Quote:
Originally Posted by Mamabird
Please carefully read the ECDC assessment of the Danish resistant virus, appended to their daily Swine Flu update:
http://ecdc.europa.eu/en/files/pdf/H...30_1700hrs.pdf
This has been categorized as a secondary resistant virus due to the use of Tamiflu administered to the patient. It is not a primary virus, ie., one that was acquired from another infected person. This is based on the isolation of the viruses in the cluster of contacts around the Danish woman. None of those sequences revealed the NA mutation causing Tamiflu resistance. |
The report is rather vague on who and how many were in the cluster, as well as how hard they looked. If the overseas traveler had a mixture, the Tamiflu may have selected H274Y in the patient who developed symptoms after being on Tamiflu for 5 days, while the other isolates may have been collected prior to treatment, keeping the resistant sequence at a low level.
This is somewhat like the data for S227N in H5N1 in Tuirkey. The index case had S227N, but his sister didn't. Webridge said the S227N developed in the index case but subsequently two more sequences were release from others in Turkey (they would say from who) and one had S227N while the other didn't. In all likelihood all four had S227N and the published sequence represented what grew out in cluture. Of the four sequences two had S227N and two didn't.

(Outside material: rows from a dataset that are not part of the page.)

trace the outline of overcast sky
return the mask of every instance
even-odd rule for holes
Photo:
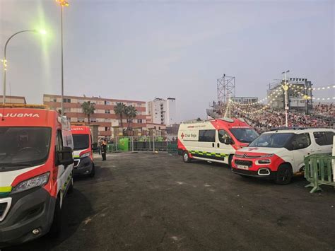
[[[69,1],[66,95],[173,97],[184,120],[206,117],[223,74],[235,77],[237,95],[260,98],[286,69],[317,87],[335,83],[332,0]],[[61,93],[60,8],[54,0],[0,1],[1,57],[11,35],[38,27],[47,36],[20,34],[7,49],[7,94],[30,103]]]

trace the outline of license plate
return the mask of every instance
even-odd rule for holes
[[[249,167],[247,165],[237,165],[238,169],[248,170]]]

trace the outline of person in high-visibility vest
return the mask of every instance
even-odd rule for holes
[[[101,156],[102,156],[102,160],[106,160],[106,152],[107,152],[107,144],[106,141],[103,141],[101,144]]]

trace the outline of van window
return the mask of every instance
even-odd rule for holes
[[[225,130],[218,130],[218,140],[220,142],[225,144],[225,139],[231,138],[227,132]]]
[[[313,133],[315,139],[315,142],[319,146],[327,146],[333,144],[333,136],[332,132],[315,132]]]
[[[215,142],[216,130],[199,130],[199,141],[200,142]]]
[[[293,149],[303,149],[310,145],[310,134],[297,134],[292,140]]]
[[[90,147],[90,138],[88,134],[73,134],[74,150],[87,149]]]
[[[57,136],[56,138],[56,151],[61,151],[63,149],[63,137],[61,136],[61,130],[57,130]]]
[[[45,163],[49,156],[51,131],[48,127],[0,127],[0,170],[18,170]]]

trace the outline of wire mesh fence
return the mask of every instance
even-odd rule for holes
[[[109,153],[120,151],[168,151],[177,152],[177,141],[165,139],[160,136],[117,136],[107,144]]]

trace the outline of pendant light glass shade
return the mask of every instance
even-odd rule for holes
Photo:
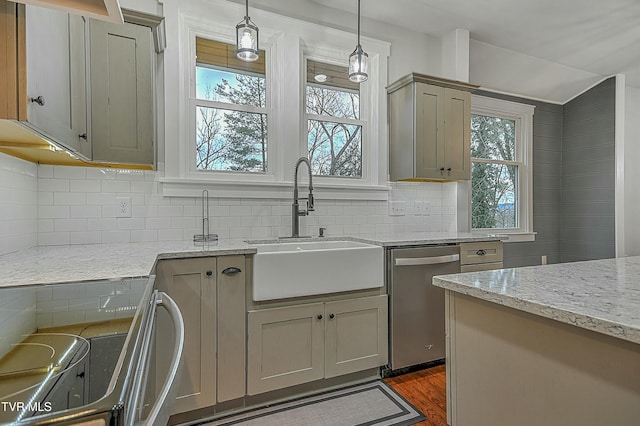
[[[258,27],[249,18],[249,0],[244,19],[236,25],[236,56],[238,59],[253,62],[260,57],[258,47]]]
[[[369,74],[369,55],[362,50],[362,46],[359,44],[356,46],[356,50],[349,55],[349,80],[355,83],[362,83],[367,81]]]
[[[369,55],[360,46],[360,0],[358,0],[358,45],[349,55],[349,80],[362,83],[369,78]]]

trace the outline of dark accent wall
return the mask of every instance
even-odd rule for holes
[[[561,261],[615,257],[612,77],[564,105]]]
[[[540,265],[561,261],[562,217],[562,116],[563,106],[490,92],[481,96],[534,105],[533,114],[533,227],[532,242],[504,246],[504,266]]]

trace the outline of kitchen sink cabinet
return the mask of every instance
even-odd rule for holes
[[[386,364],[387,310],[379,295],[249,311],[248,394]]]
[[[391,180],[471,178],[471,93],[477,86],[410,74],[387,89]]]
[[[172,414],[245,395],[244,271],[244,256],[158,261],[157,287],[176,301],[185,324],[183,370]],[[159,348],[170,344],[157,342]],[[158,359],[159,376],[163,368]]]

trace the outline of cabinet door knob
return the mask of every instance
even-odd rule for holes
[[[44,106],[44,96],[37,96],[35,98],[29,98],[29,101],[33,102],[34,104],[38,104],[40,106]]]
[[[242,272],[242,269],[236,268],[235,266],[230,266],[230,267],[224,268],[222,270],[222,273],[225,274],[225,275],[233,275],[233,274],[237,274],[239,272]]]

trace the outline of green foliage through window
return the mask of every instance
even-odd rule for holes
[[[362,177],[360,92],[346,78],[346,67],[307,62],[308,73],[324,76],[322,83],[312,83],[313,76],[307,75],[307,147],[313,174]]]
[[[471,226],[517,228],[518,173],[516,122],[471,116]]]

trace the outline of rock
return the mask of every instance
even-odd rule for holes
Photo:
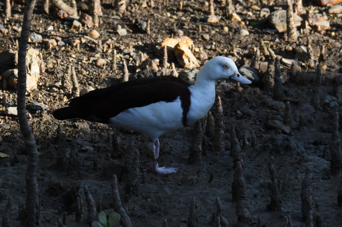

The same thing happened in the SARS outbreak. All of the polymorphisms really originated with the index case, but many were absent from the sequence from the index case and many jumped contacts
I will still predict that H274Y will soon start appearing in swine H1N1, including patients who are NOT taking Tamiflu.
Notice that this group STILL can't explain how H274Y in seasonal flu managed to jump from genetic background to genetic background in the absence of Tamiflu and just calls it "complex".